Tessel: Boosting Distributed Execution of Large DNN Models via Flexible Schedule Search
This addresses performance bottlenecks in distributed deep learning for researchers and practitioners, though it is incremental as it builds on existing scheduling methods.
The paper tackles the challenge of optimizing distributed execution of large DNN models by automating schedule search for diverse operator placement strategies, achieving up to 5.5x training speedup and 38% inference latency reduction.
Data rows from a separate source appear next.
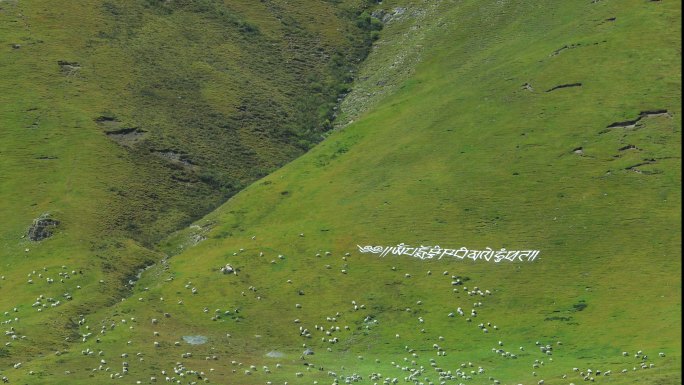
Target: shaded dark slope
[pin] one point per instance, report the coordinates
(220, 98)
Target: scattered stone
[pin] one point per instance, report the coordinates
(42, 228)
Increasingly complex and diverse deep neural network (DNN) models necessitate distributing the execution across multiple devices for training and inference tasks, and also require carefully planned schedules for performance. However, existing practices often rely on predefined schedules that may not fully exploit the benefits of emerging diverse model-aware operator placement strategies. Handcrafting high-efficiency schedules can be challenging due to the large and varying schedule space. This paper presents Tessel, an automated system that searches for efficient schedules for distributed DNN training and inference for diverse operator placement strategies. To reduce search costs, Tessel leverages the insight that the most efficient schedules often exhibit repetitive pattern (repetend) across different data inputs. This leads to a two-phase approach: repetend construction and schedule completion. By exploring schedules for various operator placement strategies, Tessel significantly improves both training and inference performance. Experiments with representative DNN models demonstrate that Tessel achieves up to 5.5x training performance speedup and up to 38% inference latency reduction.